Helping the help reach the victims of Hurricane Irma

Red Cross sent provisions for a disaster relief base camp housing 80 people for three months in Florida Keys. With only 48 hours to dispatch, DSV was ready to help in the urgent situation.

DSV and Red shipment of base camp to USA

When a disaster like Hurricane Irma strikes, Red Cross needs to be able to move fast. So when a call came in on Friday 15 September to send supplies to set up a disaster relief base camp housing 80 people in Florida Keys, DSV played a part in dispatching the supplies within 48 hours.

The packing list of supplies for a base camp includes everything from equipment to make clean drinking water to a generator, tents, toilets and washing machines. To be able to send off such a diverse amount of items within 48 hours, a good warehouse is needed, and that is why a part of a DSV warehouse in Denmark houses Red Cross equipment for emergencies.

Disaster Response and Preparedness Manager from Danish Red Cross, Jesper Ranch, elaborates on the importance of well-executed planning:

“We have to run a tight ship and when we move out, time is of the essence. We schedule everything around when we can get a plane to the affected area”

Providing safe and efficient transport and logistics

As a human aid partner to Red Cross, DSV also needs to be able to work fast and provide the transportation needed. This time around, DSV took care of the transport all the way from the warehouse to the airport in Miami, from where the help was transported to Florida Keys. Head of Group CSR at DSV, Thomas Susé comments:

“We’re proud to be able to contribute to the well-oiled machine that is Red Cross. They know disaster relief, and we at DSV know safe and efficient transport and logistics, so we’re a good match in ensuring the help reaches the victims as fast as possible.”

Hurricane Irma affected the lives of more than 1 million people, and that required large amounts of disaster relief. To provide the best help possible, the Red Cross has many delegates and several thousand volunteers present in the affected areas.

“The volunteers and delegates sleep in open air or in local shelters” says Jesper Ranch when explaining the necessity of a disaster relief base camp: “Many of the people who were evacuated before the hurricane, were not allowed to return to what was left of their home. They needed space in the shelter and somewhere to turn for help.”

Red Cross sent four technicians and one logistician to Florida to set up camp and that took them approximately 2-3 days.

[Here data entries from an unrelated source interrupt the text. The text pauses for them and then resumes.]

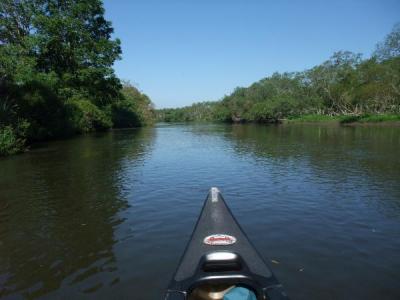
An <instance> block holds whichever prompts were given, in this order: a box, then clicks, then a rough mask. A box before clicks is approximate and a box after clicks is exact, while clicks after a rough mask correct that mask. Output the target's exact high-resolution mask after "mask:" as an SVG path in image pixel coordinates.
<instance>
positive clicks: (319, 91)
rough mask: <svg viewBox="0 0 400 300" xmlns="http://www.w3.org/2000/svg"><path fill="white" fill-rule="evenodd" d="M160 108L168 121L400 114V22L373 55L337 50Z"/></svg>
mask: <svg viewBox="0 0 400 300" xmlns="http://www.w3.org/2000/svg"><path fill="white" fill-rule="evenodd" d="M156 114H157V120H158V121H164V122H190V121H223V122H260V123H276V122H279V121H280V120H281V119H291V118H305V119H307V117H311V118H309V119H319V118H324V117H326V118H330V117H338V116H342V117H343V116H344V118H343V120H358V119H360V118H361V117H368V116H371V115H372V116H374V115H384V114H389V115H396V119H399V120H400V118H399V117H398V115H399V114H400V23H398V24H396V25H395V26H394V28H393V30H392V32H391V33H389V34H388V35H387V36H386V38H385V40H384V41H383V42H381V43H379V44H378V45H377V47H376V49H375V51H374V53H373V55H372V56H371V57H370V58H367V59H362V56H361V54H356V53H352V52H349V51H339V52H336V53H334V54H333V55H332V57H330V59H329V60H327V61H325V62H323V63H322V64H321V65H318V66H315V67H313V68H312V69H309V70H306V71H303V72H293V73H274V74H273V75H272V76H270V77H266V78H264V79H261V80H260V81H258V82H256V83H254V84H252V85H251V86H249V87H247V88H236V89H235V90H234V92H233V93H232V94H230V95H228V96H225V97H224V98H223V99H222V100H220V101H215V102H201V103H195V104H193V105H191V106H187V107H182V108H172V109H171V108H166V109H159V110H157V112H156ZM388 117H389V118H390V117H391V116H388Z"/></svg>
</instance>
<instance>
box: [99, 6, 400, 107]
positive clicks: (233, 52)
mask: <svg viewBox="0 0 400 300" xmlns="http://www.w3.org/2000/svg"><path fill="white" fill-rule="evenodd" d="M104 6H105V9H106V17H107V19H108V20H110V21H111V22H112V23H113V26H114V29H115V37H118V38H120V39H121V41H122V51H123V54H122V60H121V61H118V62H117V63H116V64H115V69H116V73H117V75H118V76H119V77H120V78H122V79H126V80H130V81H131V82H132V83H134V84H135V85H136V86H137V87H138V88H139V89H140V90H142V91H143V92H144V93H146V94H147V95H148V96H150V98H151V99H152V100H153V102H154V103H155V104H156V107H157V108H163V107H179V106H184V105H190V104H192V103H194V102H199V101H205V100H218V99H221V98H222V97H223V96H224V95H225V94H229V93H230V92H232V91H233V89H234V88H235V87H237V86H248V85H250V84H251V83H253V82H255V81H257V80H259V79H261V78H263V77H266V76H268V75H271V74H272V73H273V72H275V71H279V72H284V71H302V70H304V69H307V68H310V67H312V66H314V65H317V64H319V63H321V62H323V61H324V60H326V59H327V58H329V57H330V56H331V54H332V53H333V52H334V51H338V50H350V51H353V52H359V53H363V54H364V55H366V56H368V55H370V54H371V52H372V51H373V49H374V47H375V45H376V43H377V42H378V41H381V40H382V39H383V38H384V36H385V35H386V34H387V33H389V32H390V30H391V29H392V27H393V25H394V24H395V23H396V22H399V21H400V1H399V0H374V1H372V0H357V1H354V0H335V1H333V0H331V1H317V0H312V1H307V0H302V1H300V0H298V1H296V0H292V1H289V0H229V1H228V0H159V1H154V0H143V1H137V0H105V1H104Z"/></svg>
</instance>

The preliminary plan was for the delegates and volunteers to stay in the area around three months, but that all depended on how the situation developed in the aftermath of the hurricane.

You can help too

To increase the impact of their efforts, Red Cross is working on different initatives for the victims of Hurricane Irma. You can read more about the assistance activities on American Red Cross' website, or visit your local Red Cross site to stay updated on fundraising campaigns.

DSV has allocated a lump sum to support the efforts of Red Cross to be allocated as the need arises.